Haliday nodded with mock gravity, as if to say “I told you.” Then he continued.
“This prince was profuse in his love at the outset of affairs; voluble in his charming lines of poetry and wit; and alluring in his person. Yet little did Honigeize know that he was the specie of man who grew bored—and with a rapidity.
“Whatever had theretofore bewitched his interest, that thing, one day, ineluctably, devolved into a distraction or annoyance. As years went by, he grew bored of Honigeize and moved his attentions elsewhere, to other wheat fields, one might say.”
Everyone laughed.
“This defect in character was one thing, but the prince was even more sinister than that. He had found an afflicted person in his demesne, practicing as a witch. On threat of death, he entombed her in a lair in his dungeons. There she did his bidding. This wicked woman was diseased with the stain, cursed by God. Unrepentant, she rapaciously pursued the evil powers of her curse, growing wise in alchemy and les arts obscurs.

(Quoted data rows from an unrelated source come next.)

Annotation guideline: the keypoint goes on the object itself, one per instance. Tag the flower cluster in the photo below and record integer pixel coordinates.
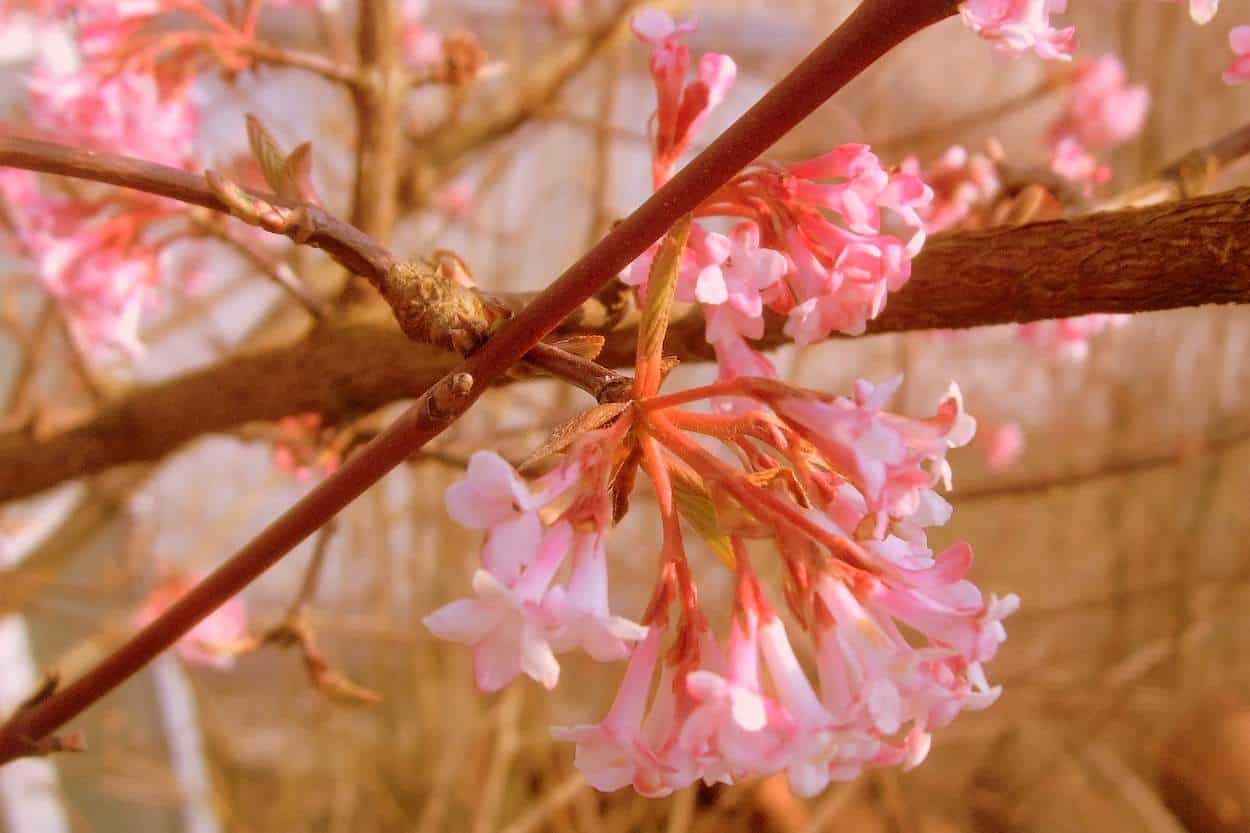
(1239, 70)
(94, 255)
(841, 489)
(1020, 25)
(520, 619)
(1103, 110)
(818, 240)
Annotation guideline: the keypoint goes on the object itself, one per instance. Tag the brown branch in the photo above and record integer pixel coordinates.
(1180, 254)
(321, 229)
(873, 29)
(379, 100)
(439, 153)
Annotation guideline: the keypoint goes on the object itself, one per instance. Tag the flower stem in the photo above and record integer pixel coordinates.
(871, 30)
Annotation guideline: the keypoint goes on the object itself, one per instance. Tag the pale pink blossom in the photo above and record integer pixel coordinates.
(890, 459)
(519, 620)
(1004, 445)
(505, 624)
(1069, 338)
(1203, 10)
(93, 262)
(103, 25)
(576, 614)
(125, 113)
(1239, 70)
(960, 181)
(494, 497)
(1071, 160)
(681, 106)
(1103, 110)
(210, 643)
(1020, 25)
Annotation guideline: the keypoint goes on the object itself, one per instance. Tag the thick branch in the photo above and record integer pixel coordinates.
(1180, 254)
(871, 30)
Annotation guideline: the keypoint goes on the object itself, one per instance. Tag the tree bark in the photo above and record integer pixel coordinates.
(1174, 255)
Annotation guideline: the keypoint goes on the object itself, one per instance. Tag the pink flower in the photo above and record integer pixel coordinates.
(889, 459)
(505, 624)
(1005, 445)
(1070, 159)
(103, 25)
(680, 108)
(734, 731)
(493, 497)
(960, 181)
(578, 615)
(1101, 110)
(730, 289)
(124, 113)
(91, 262)
(519, 620)
(1239, 70)
(1203, 10)
(613, 753)
(1020, 25)
(210, 643)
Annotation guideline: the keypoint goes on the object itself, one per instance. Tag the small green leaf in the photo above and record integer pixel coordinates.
(270, 158)
(569, 430)
(661, 285)
(694, 504)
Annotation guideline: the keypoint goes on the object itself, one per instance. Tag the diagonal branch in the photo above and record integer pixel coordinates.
(873, 29)
(1166, 257)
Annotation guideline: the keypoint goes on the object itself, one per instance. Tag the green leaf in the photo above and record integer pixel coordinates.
(270, 158)
(661, 285)
(694, 504)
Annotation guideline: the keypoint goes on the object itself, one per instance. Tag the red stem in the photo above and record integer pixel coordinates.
(871, 30)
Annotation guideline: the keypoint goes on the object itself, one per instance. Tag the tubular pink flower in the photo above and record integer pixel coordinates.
(209, 643)
(504, 624)
(611, 753)
(680, 108)
(578, 617)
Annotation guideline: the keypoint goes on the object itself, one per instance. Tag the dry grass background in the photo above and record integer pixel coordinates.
(1125, 527)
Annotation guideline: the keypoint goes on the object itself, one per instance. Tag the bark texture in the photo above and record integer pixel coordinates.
(1174, 255)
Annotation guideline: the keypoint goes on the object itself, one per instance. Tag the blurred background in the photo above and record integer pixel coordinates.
(1123, 523)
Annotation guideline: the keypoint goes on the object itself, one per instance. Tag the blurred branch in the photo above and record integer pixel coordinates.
(873, 29)
(1179, 254)
(379, 101)
(520, 103)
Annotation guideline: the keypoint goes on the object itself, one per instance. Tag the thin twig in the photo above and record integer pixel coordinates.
(873, 29)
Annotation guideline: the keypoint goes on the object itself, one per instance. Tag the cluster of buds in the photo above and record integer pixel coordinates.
(818, 240)
(836, 490)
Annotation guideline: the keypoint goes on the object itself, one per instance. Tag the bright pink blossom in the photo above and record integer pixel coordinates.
(519, 620)
(1020, 25)
(1239, 70)
(1004, 445)
(681, 108)
(126, 113)
(1103, 110)
(504, 624)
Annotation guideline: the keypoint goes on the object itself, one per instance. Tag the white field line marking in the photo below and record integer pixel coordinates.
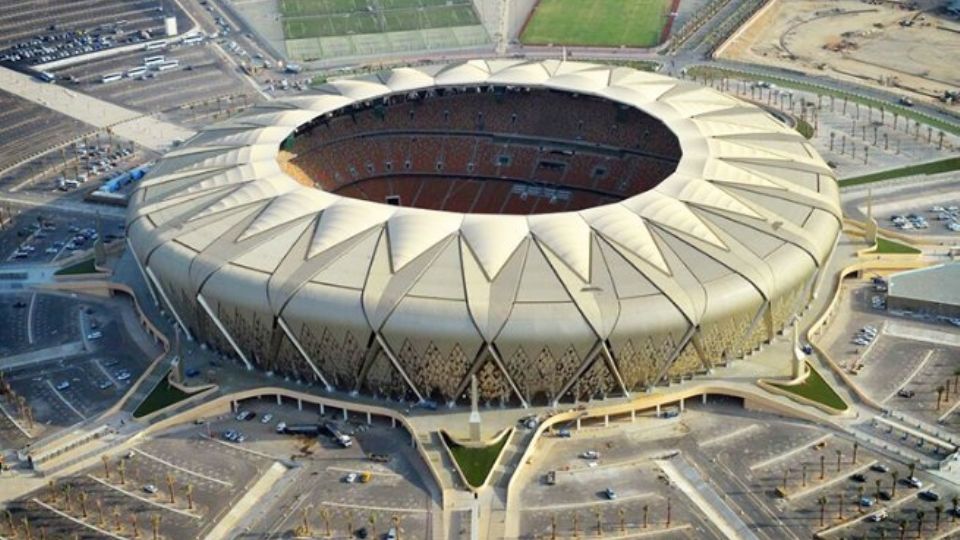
(75, 520)
(735, 433)
(790, 453)
(144, 499)
(64, 400)
(181, 469)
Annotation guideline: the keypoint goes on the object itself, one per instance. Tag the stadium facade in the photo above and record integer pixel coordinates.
(659, 283)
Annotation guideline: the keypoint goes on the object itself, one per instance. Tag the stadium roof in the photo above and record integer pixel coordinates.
(938, 284)
(749, 198)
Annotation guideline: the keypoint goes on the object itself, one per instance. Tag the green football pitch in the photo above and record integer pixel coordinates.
(326, 18)
(601, 23)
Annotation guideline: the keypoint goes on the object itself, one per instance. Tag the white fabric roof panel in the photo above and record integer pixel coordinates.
(548, 279)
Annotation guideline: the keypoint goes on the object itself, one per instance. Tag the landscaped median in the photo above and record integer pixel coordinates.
(932, 167)
(809, 389)
(475, 462)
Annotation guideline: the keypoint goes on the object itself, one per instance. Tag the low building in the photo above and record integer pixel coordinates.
(934, 290)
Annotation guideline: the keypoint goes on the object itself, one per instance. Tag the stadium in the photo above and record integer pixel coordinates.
(561, 230)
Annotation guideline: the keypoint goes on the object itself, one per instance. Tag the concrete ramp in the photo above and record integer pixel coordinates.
(705, 498)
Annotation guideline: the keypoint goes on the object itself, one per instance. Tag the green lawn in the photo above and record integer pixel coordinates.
(816, 389)
(889, 246)
(476, 463)
(162, 395)
(85, 266)
(603, 23)
(933, 167)
(328, 18)
(718, 73)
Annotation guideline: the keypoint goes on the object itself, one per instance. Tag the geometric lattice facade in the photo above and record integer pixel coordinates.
(408, 303)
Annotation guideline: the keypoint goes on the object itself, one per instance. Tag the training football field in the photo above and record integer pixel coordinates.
(602, 23)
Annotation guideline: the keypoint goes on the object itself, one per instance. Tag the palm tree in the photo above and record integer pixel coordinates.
(155, 521)
(83, 504)
(170, 488)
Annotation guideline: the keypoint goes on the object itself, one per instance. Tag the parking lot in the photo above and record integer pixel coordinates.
(26, 128)
(199, 76)
(39, 32)
(79, 362)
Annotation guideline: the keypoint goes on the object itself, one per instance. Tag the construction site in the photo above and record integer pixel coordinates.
(911, 46)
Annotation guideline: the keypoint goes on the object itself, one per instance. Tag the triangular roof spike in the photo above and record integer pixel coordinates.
(567, 236)
(412, 232)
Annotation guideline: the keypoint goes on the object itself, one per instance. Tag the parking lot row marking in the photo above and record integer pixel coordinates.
(377, 508)
(735, 433)
(144, 499)
(591, 504)
(839, 477)
(65, 401)
(372, 470)
(790, 453)
(33, 302)
(860, 517)
(75, 520)
(14, 422)
(910, 377)
(181, 469)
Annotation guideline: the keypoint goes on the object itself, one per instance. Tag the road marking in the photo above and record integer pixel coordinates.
(33, 301)
(377, 508)
(64, 400)
(177, 467)
(735, 433)
(75, 520)
(144, 499)
(913, 374)
(591, 504)
(790, 453)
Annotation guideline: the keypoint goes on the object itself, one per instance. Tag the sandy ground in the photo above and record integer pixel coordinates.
(859, 42)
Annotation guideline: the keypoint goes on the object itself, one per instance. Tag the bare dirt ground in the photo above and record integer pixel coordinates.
(869, 43)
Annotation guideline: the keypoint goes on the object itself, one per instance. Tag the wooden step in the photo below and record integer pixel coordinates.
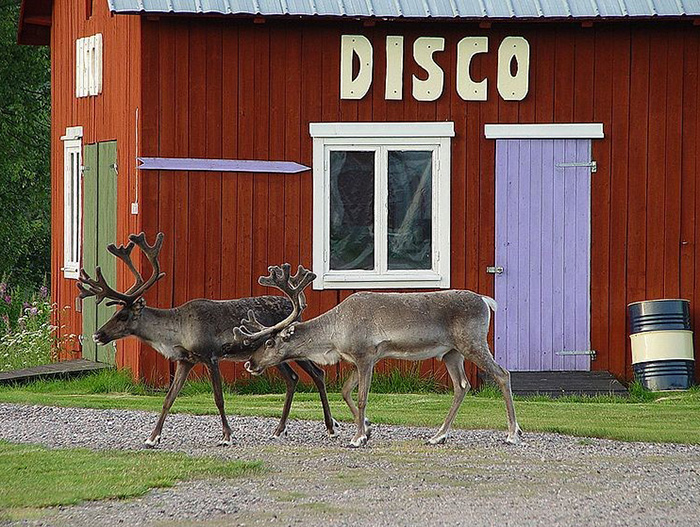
(559, 383)
(64, 369)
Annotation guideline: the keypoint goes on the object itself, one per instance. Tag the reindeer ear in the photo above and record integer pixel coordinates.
(287, 333)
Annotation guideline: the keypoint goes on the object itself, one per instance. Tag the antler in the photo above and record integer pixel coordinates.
(124, 254)
(101, 290)
(251, 329)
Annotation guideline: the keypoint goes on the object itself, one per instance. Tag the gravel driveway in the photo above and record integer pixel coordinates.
(475, 479)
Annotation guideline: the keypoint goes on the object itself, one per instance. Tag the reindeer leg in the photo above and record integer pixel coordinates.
(290, 378)
(483, 359)
(364, 373)
(182, 370)
(318, 376)
(350, 384)
(454, 362)
(215, 374)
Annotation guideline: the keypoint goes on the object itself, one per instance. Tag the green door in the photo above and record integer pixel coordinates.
(99, 230)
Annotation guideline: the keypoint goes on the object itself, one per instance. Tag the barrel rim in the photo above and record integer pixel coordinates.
(659, 300)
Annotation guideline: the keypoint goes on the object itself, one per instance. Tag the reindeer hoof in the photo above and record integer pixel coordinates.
(358, 441)
(279, 433)
(151, 443)
(437, 440)
(513, 439)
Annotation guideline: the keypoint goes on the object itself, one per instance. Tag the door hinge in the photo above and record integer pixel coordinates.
(591, 353)
(592, 165)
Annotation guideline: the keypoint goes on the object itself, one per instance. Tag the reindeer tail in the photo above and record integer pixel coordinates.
(490, 302)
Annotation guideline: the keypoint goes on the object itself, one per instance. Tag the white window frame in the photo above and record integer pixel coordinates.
(380, 137)
(72, 194)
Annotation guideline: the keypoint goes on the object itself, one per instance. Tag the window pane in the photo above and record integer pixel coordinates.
(76, 206)
(72, 207)
(352, 210)
(410, 210)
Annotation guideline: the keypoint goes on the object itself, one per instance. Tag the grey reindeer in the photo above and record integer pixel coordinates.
(367, 327)
(198, 331)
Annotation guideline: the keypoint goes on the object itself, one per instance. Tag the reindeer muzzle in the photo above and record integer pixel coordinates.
(250, 369)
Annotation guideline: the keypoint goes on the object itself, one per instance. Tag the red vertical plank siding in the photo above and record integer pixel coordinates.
(656, 167)
(109, 116)
(690, 162)
(638, 178)
(261, 150)
(672, 184)
(229, 184)
(154, 368)
(246, 126)
(231, 88)
(619, 134)
(212, 180)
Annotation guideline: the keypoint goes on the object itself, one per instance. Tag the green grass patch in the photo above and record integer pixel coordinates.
(34, 476)
(643, 416)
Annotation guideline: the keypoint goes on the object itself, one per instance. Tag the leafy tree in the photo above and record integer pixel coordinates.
(25, 180)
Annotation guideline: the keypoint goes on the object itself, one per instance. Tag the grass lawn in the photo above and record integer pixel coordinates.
(34, 476)
(670, 417)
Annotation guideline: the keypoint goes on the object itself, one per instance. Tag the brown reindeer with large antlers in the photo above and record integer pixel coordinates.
(198, 331)
(367, 327)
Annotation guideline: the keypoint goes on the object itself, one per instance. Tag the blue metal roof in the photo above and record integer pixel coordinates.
(419, 8)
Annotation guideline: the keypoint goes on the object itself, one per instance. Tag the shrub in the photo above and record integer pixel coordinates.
(27, 337)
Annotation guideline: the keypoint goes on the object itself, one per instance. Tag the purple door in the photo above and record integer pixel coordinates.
(543, 244)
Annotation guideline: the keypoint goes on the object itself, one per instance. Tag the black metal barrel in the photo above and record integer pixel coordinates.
(662, 344)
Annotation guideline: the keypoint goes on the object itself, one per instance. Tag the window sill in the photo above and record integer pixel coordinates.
(72, 274)
(386, 281)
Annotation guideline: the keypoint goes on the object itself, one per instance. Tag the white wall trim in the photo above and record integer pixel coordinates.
(72, 201)
(408, 129)
(72, 133)
(380, 138)
(544, 131)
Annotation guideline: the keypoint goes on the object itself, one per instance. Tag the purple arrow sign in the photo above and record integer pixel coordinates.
(220, 165)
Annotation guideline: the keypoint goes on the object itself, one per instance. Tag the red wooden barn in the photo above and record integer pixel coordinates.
(545, 152)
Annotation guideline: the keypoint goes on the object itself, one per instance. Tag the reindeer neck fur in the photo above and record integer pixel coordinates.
(314, 340)
(161, 328)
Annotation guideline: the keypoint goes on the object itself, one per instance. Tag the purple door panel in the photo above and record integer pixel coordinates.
(543, 243)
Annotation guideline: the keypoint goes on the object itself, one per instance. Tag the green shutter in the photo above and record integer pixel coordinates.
(99, 230)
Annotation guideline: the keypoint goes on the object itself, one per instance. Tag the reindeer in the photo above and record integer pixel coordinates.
(367, 327)
(198, 331)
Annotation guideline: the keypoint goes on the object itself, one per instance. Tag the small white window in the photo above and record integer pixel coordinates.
(72, 217)
(381, 205)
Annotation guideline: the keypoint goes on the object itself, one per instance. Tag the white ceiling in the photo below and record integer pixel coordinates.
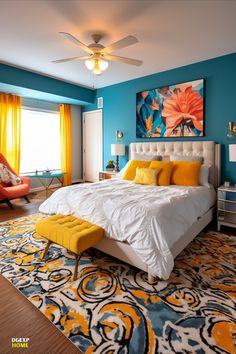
(171, 33)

“This witch had a spell that would make in one day a morphoba of the young woman, from birth to her present adulthood, like her in every—”
“What’s that?” asked Wenham.
Hal was just getting on a roll and smacked his lips in agitation. “What’s what?” asked the storyteller.
“A morfona?” asked Wenham.
“You don’t have morphobas north of Reondir?” asked Haliday.
Wenham shook his head. No one had heard of morphobas except for Dhalen, who was from West Hratherast and so knew the tales of the local people.
“A morphoba is another person, made again by magic.”
“Like raising the dead?”
“No, that’s something different. The person who is,” Hal paused, looking for some kind of word that didn’t exist, “morphobatized is still alive. It’s like an imprint of that person. Another one of them walking around.”
“A twin,” said Eathel.
“Yes, lord, like a twin,” said Haliday. “The kind of twins that look so much like one another you cannot tell them apart unless you get to know them very well.”
Hal continued:
“Though the prince was bored of his wife in person, he was still charged with lust at her form. They had passed that early part of marriage where no one of the newlyweds strayed too long from the other’s embrace. So he inveighed upon the witch to make her potion, and thus make of his wife a sister.
“But oh, they don’t know how I loved you, do they? They cannot touch you the way I did, can they? They may be innocent to your ways and still come alive to your touch as if they first were meeting you, but they do not have that slower-burning knowledge that leaves you out of breath and spent just as the pale blue light rises.”
The men whooped and hollered.
“Fine, so she tricks him by promising a three-way. She and her sisters kill him. What’s the moral of the story?”
“Don’t do magic,” said Eathel.
“Quite,” said Sera.
A Saturnalia was an ancient Roman celebration in January during which servants adopted the roles of their betters, and their betters assumed the roles of their inferiors in turn.
Iscaer is the Teran equivalent of esquire, appended to the end of an attorney’s salutation.
Märchen über Honigeize translates to The Tale of Honeywheat in German.